National, Global Problem

Hepatitis C, more serious than its better-known namesakes A and B, accounts for about half of cirrhosis cases, end-stage liver disease and liver cancers. Hepatitis C kills 10,000 Americans each year, health officials say.

Many of today’s patients were infected before 1990, when an effective screening test for hepatitis C became commercially available. The global total of those infected may be 150 million.

Hillsborough Fire Rescue spokesman Ray Yeakley said the ominous presence of contagious diseases is always at the forefront of paramedics’ minds when they respond to emergencies.

“It’s always a threat,” he said. “Every time we go out and respond, we don’t know if patients are infected with hepatitis C. We don’t know that. We have to assume that every patient we run on has hepatitis C.”

All contagious diseases pose threats, he said. “The biggest concerns are the ones that will kill us.”

Paramedics and firefighters every two years undergo training in ways to protect themselves from blood and airborne pathogens, he said.

“We preach it,” he said. “Through EMT and paramedic school, we preach universal precautions.”

Although precautions are in place now, at least four active paramedics are receiving treatment for hepatitis C, he said.

“Guys who are now testing positive for hepatitis C more than likely contracted it in the 1980s or late 1970s when it wasn’t understood what hepatitis C was,” Yeakley said.

Every two years, paramedics and firefighters have their blood tested, he said. “Even though we take all the precautions, there is always the possibility. ... It is a great risk they take.”
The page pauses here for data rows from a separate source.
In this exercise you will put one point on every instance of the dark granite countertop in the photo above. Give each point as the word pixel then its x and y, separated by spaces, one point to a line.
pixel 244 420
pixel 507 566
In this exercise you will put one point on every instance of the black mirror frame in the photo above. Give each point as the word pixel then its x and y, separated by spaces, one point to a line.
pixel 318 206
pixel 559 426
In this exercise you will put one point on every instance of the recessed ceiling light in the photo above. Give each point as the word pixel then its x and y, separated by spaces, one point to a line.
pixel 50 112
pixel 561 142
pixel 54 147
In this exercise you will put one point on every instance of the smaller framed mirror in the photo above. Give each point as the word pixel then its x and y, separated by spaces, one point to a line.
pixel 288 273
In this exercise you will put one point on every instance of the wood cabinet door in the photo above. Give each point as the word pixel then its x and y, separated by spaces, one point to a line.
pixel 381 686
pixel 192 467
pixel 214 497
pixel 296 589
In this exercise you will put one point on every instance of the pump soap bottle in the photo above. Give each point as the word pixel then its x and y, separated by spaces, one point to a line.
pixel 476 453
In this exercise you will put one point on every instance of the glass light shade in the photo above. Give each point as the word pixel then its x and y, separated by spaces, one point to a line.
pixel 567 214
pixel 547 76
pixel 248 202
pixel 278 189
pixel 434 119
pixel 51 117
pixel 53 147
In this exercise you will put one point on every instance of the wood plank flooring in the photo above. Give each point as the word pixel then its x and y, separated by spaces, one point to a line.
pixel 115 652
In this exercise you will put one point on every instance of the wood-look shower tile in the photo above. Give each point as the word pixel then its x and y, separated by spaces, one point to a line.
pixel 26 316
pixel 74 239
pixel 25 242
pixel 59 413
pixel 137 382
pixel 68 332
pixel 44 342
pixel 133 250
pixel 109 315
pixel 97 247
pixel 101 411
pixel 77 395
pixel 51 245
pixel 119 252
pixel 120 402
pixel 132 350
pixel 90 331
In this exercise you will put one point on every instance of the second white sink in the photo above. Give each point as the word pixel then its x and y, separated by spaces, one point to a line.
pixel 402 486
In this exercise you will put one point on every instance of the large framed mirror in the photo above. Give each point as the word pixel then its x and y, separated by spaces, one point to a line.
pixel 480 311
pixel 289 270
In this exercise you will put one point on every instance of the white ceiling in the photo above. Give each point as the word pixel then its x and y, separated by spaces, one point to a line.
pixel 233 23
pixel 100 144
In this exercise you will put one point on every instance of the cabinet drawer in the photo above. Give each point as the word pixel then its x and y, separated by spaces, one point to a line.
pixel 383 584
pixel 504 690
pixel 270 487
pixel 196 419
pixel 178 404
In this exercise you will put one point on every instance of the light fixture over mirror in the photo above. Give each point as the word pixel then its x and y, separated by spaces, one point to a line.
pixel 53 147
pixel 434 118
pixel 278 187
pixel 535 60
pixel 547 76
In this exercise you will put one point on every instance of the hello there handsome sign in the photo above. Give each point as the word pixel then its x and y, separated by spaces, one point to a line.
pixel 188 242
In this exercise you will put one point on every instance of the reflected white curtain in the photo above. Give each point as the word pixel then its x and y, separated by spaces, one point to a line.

Robert Marschall, fire rescue training and infections control officer, said there is almost no way an infected paramedic can pass on the pathogen to a patient.

Because of the Americans with Disabilities Act, people with certain diseases cannot be prohibited from working, he said. Paramedics and firefighters with hepatitis C fall into that category.

With precautions in place, though, cross-contamination is virtually impossible. It would take an open, bleeding wound on a paramedic to pass along the pathogen.

And, Marschall said, “you can’t work with an open wound.” Scratches and cuts — even stitches — must be covered, he said. “That’s part of our exposure control plan.”

If the wounds are not covered, paramedics and firefighters are sent home, he said.

Fire rescue officials suspect that the percentage of emergency workers with hepatitis C mirrors that of the general population. The emergency response industry is aggressively addressing the problem, he said.

“Since the late 1990s, we have been screening all of our employees,” he said. “Early treatment could potentially save your life.”